2004 Denver Annual Meeting (November 7–10, 2004)

Paper No. 6
Presentation Time: 9:15 AM


BAO, Huiming, Department of Geology and Geophysics, Louisiana State Univ, Baton Rouge, LA 70803, SIEW, Chee Haur, Department of Geology & Geophysics, Louisiana State Univ, Baton Rouge, LA 70803, XIAO, Shuhai, Department of Geosciences, Virginia Polytechnic Institute and State Univ, Blacksburg, VA 24061 and YUAN, Xunlai, Nanjing Institute of Geology and Paleontology, Chinese Academy of Sciences, Nanjing, 210008, China, bao@lsu.edu

Thin (~ 2-5 m) dolomicrite sequences capping a possible post-Marinoan glacial diamictite, the Hankalchough Formation, eastern Chinese Tianshan, have one of the most negative δ13C values ever reported for bulk carbonates. Intriguingly, four of the same cap-carbonate sequences from spatially different sections (L, ZBS, YKG, and MK) within an area of ~ 2000 km2 exhibit a great heterogeneity in both carbon and oxygen isotope compositions, with δ13C values ranging from -0.2 to -17.1‰ and δ18O from -0.3 to -10.0‰. Furthermore, individual sequences have their own distinct δ13C-δ18O clusters; and field observation indicates that the most 13C-depleted sequence (ZBS) caps the thickest diamictite suite, while the least depleted one (YKG) caps the thinnest diamictite among the four. We propose that the observed spatial heterogeneity is strong evidence for a stagnant (or stratified) ocean basin. The extremely negative δ13C values could be achieved when nearly half of the HCO3- in an anoxic water body were derived from organic matter through microbial sulfate-reduction. Spatial variability in carbon and oxygen isotope compositions reflects the different water depths at which the cap dolomicrites formed.

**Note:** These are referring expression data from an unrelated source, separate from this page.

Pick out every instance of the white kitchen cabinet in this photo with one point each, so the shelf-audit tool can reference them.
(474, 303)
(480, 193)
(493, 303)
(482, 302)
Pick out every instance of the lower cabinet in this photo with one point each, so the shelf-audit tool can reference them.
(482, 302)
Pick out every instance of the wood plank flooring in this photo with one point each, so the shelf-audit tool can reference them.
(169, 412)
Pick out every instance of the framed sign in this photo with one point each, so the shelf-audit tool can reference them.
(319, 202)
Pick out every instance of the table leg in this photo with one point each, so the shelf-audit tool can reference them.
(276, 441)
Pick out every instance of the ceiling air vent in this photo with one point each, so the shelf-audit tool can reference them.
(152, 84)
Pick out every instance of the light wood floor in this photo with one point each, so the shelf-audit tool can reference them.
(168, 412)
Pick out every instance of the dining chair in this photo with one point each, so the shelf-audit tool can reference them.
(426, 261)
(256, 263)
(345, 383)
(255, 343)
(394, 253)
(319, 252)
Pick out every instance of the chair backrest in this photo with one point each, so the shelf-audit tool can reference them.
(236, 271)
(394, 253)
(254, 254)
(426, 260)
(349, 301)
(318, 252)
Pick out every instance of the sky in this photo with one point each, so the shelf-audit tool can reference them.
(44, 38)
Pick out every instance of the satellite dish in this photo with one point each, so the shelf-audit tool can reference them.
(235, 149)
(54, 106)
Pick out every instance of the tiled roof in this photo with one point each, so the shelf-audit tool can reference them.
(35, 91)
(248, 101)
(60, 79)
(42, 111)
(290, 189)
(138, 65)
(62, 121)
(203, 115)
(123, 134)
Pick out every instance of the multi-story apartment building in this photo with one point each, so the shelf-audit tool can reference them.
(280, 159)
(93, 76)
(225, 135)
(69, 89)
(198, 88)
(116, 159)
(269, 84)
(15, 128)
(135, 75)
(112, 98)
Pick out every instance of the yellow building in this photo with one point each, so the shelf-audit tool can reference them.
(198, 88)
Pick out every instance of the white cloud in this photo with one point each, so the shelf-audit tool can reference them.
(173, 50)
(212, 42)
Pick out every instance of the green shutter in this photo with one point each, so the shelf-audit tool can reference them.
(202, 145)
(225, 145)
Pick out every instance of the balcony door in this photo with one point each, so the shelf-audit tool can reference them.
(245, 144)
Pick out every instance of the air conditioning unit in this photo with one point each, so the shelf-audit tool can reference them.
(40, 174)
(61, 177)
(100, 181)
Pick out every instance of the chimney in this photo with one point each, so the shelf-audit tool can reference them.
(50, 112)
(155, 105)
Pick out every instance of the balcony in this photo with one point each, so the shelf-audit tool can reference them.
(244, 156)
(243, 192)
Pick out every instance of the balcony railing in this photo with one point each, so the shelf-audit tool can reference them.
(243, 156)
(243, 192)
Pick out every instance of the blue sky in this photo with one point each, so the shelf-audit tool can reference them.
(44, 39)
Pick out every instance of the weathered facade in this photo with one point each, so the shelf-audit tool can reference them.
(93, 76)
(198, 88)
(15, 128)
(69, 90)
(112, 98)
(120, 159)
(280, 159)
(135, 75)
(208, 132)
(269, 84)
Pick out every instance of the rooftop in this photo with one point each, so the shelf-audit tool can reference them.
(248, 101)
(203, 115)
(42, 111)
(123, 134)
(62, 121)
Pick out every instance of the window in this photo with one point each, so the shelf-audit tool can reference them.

This model requires highly-intensive sulfate reduction and limited vertical exchange of water in the ocean basin. These constraints predict a small difference in δ34S values between disseminated pyrite in the carbonate and sulfate in anoxic bottom water. In addition, a dolomicrite sequence deposited at intermediate water depths should have a larger variability in its pyrite δ34S values than a sequence deposited in deep anoxic water of a stratified ocean basin. We test this hypothesis by analyzing the δ34S of disseminated pyrite in the four cap-carbonate sequences. The two extremely 13C-depleted sequences (L and ZBS) have more positive and less variable δ34S values (14.7 ± 2.7‰, and 9.9 ± 4.0‰, respectively) than those from the less 13C-depleted sequence (MK) (-1.3 ± 9.6‰), a result consistent with the stagnant ocean basin model. The YKG sequence has the highest average δ13C value but possess pyrite δ34S values (12.9 ± 5.0‰) similar to those from the two extremely 13C-depleted sequences (L and ZBS). Further test of the stagnant ocean model requires analyses of additional Hankalchough sequences in the region.